Edgar, the young son of a boatbuilder on the Southern Coast of England is driven out of his Devonshire coast home by a Viking raid. His father killed, his town burnt to the ground, his mother and brothers made homeless, Edgar calls on his native intelligence, considerable manual skills and innate craftiness to survive in a brutal world dominated by those who wield power, either physically or politically. Life in Britain in the first century could be grim, especially for those without influence or wealth. The family is fortunate to acquire the ear of a sympathetic official who grants them a deserted farmstead of dubious value at a ferry crossing some miles inland from the sea.
Aldred is the prior of a decrepit abbey at Dreng’s Ferry; the derelict townstead dominated by a slovenly and cruel innkeeper who is remotely related to the noble family who rule the district. It is a time when slaves were routinely kept (and abused unconscionably) and the clergy is corrupt, greedy and power-hungry. He dreams of an upright establishment where piety and learning are cherished and nurtured, but his views are the minority opinion. As much as anyone in this benighted place he is respected, but he is without the means to make any substantive changes.

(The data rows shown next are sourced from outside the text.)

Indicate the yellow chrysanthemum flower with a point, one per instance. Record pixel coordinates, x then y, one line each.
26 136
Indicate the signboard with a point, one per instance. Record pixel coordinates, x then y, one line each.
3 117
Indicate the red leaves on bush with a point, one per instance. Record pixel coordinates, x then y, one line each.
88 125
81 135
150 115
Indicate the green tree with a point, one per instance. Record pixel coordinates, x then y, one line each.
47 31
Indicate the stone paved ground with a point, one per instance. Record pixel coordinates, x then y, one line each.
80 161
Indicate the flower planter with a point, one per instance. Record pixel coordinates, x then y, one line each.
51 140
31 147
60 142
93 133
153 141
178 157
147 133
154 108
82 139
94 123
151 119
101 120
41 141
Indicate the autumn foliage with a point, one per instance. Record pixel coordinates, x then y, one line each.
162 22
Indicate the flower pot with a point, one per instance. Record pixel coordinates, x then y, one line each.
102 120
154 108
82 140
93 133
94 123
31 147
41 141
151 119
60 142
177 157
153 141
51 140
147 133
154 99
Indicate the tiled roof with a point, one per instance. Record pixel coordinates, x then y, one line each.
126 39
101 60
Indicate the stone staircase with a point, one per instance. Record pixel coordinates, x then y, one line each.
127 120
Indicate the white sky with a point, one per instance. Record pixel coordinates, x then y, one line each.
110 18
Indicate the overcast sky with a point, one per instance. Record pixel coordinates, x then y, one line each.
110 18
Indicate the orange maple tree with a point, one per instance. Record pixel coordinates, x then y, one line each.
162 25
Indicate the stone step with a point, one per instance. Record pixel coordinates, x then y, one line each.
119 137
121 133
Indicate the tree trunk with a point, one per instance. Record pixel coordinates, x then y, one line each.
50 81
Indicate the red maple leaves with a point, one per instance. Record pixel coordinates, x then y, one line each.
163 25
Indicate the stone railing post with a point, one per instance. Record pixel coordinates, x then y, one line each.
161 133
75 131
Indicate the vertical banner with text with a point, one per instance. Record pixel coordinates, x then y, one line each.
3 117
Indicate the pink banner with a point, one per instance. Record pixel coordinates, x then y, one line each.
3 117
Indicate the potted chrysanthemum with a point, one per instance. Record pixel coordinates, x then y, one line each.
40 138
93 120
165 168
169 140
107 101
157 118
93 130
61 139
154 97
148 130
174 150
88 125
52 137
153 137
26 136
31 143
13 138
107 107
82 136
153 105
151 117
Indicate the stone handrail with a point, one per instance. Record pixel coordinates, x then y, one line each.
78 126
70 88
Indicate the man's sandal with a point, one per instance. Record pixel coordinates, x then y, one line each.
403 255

Ragna is the daughter of Norman minor nobility nearing the age of marriage but without much enthusiasm for the process of arranged matrimony. Her family lives in Cherbourg and one day the seas bring a vessel with an English ealdorman named Wilwulf to the harbor with a proposal to her father that he cease sheltering the Viking fleet in return for easing of trade terms. He is tall, commanding, intelligent and bold, and they fall in love in short order. He returns to England, she to her French home disappointed. However, soon a representative arrives with a proposal of marriage. She subsequently journeys to Britain where she is married, installed in what, to her, are primitive conditions, and made pregnant in the time-honored tradition.

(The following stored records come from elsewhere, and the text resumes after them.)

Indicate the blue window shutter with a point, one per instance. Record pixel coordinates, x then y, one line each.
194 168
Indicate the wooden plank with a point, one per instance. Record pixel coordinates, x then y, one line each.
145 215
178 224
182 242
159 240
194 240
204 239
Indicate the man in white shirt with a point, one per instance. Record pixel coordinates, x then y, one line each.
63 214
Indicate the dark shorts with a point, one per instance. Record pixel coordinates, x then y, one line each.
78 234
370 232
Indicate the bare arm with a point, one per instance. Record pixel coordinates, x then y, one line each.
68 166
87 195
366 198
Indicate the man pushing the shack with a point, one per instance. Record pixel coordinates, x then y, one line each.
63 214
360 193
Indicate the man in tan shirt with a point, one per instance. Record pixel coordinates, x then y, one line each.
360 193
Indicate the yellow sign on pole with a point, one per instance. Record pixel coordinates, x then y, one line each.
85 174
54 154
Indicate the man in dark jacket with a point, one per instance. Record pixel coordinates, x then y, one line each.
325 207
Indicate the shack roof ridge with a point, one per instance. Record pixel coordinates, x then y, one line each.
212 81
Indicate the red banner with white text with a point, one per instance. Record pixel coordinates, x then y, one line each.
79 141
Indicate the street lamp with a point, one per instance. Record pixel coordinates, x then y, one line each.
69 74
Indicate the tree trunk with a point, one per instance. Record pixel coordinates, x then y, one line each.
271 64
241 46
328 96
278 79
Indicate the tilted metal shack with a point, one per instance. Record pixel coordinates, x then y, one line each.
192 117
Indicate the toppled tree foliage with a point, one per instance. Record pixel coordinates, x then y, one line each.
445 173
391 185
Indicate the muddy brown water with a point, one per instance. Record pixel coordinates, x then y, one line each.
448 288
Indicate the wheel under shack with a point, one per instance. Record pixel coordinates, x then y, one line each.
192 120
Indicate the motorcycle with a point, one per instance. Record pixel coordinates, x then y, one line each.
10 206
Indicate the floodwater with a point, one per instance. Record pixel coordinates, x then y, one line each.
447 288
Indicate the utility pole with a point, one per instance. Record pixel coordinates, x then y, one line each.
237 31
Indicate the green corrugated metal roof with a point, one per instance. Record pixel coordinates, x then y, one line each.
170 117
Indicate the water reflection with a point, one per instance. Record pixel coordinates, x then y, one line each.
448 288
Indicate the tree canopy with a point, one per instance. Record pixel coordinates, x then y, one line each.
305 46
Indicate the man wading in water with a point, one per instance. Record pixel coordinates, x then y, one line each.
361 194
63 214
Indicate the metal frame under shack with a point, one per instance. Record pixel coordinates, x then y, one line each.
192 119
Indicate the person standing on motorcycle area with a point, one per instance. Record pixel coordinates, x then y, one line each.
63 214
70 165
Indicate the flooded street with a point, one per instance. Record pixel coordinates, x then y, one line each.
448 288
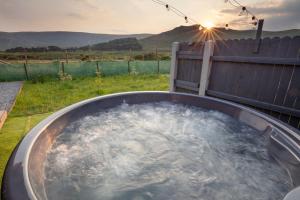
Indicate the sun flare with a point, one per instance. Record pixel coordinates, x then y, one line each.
208 24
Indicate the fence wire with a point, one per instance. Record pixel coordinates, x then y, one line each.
18 72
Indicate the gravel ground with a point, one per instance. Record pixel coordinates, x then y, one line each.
8 93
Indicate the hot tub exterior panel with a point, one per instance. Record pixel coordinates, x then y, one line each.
25 168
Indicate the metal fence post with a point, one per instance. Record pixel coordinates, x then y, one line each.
98 69
174 62
157 59
63 67
26 72
206 66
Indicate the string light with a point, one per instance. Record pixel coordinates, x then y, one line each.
178 13
244 11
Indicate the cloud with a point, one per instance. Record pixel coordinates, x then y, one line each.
75 15
278 14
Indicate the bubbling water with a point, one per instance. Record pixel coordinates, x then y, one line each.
162 151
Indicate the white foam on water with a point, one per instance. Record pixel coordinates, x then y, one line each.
162 151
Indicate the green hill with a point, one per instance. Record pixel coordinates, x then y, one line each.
60 39
192 33
123 44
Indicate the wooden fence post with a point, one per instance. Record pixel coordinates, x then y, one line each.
174 62
206 66
258 35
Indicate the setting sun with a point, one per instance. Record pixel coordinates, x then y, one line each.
208 24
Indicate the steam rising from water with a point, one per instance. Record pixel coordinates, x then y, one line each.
162 151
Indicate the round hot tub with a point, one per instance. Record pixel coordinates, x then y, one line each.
155 145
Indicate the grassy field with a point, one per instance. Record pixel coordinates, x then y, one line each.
33 57
38 100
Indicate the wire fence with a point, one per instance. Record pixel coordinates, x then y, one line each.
31 71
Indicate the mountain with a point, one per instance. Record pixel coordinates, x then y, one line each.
123 44
192 33
148 41
61 39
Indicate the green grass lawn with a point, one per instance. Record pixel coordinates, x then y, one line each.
39 100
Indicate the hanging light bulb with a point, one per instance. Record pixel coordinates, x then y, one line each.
186 19
254 23
167 7
226 27
243 11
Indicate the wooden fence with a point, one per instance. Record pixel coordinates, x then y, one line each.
268 80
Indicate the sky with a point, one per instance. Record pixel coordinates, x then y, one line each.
140 16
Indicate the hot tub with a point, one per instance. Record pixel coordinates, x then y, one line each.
25 172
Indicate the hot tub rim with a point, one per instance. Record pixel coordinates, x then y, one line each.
31 137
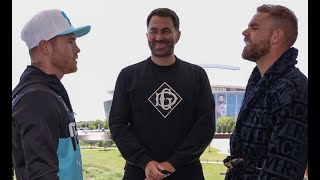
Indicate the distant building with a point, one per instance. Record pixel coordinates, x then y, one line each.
233 96
228 100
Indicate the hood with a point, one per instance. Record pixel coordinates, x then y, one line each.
33 74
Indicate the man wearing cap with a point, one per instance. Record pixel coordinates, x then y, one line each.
44 135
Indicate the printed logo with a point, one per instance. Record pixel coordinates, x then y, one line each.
165 99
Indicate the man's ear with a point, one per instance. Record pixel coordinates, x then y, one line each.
45 47
277 36
178 34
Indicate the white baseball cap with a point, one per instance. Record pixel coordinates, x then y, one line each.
48 24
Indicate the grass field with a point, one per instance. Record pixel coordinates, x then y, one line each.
107 164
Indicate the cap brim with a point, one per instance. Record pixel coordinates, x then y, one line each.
78 32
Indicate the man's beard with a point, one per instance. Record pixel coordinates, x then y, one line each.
162 53
256 50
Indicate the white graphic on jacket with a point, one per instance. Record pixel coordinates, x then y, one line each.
165 99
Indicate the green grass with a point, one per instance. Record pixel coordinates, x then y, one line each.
99 164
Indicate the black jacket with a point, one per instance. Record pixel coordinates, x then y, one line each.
163 113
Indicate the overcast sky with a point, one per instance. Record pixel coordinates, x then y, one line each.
210 34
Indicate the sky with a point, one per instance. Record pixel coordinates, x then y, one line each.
210 34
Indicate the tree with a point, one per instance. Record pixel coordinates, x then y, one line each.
226 124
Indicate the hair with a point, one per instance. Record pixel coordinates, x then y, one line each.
165 12
284 19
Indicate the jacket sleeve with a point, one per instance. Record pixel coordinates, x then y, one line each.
288 152
36 120
202 132
119 123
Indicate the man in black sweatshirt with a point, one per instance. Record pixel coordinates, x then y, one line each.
162 114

What befalls these three during the next decade is the arc of the story. Love, hatred, politics, murder, betrayal triumph and defeat have their place in the tale. It is a rich one, ornamented with fascinating details of period dress, food, manners, and technology that furnish a satisfyingly realistic look at the life of the time. Any reader of historical fiction will find this a rewarding reading experience. Ken Follett remains at the forefront of entertaining historical storytelling.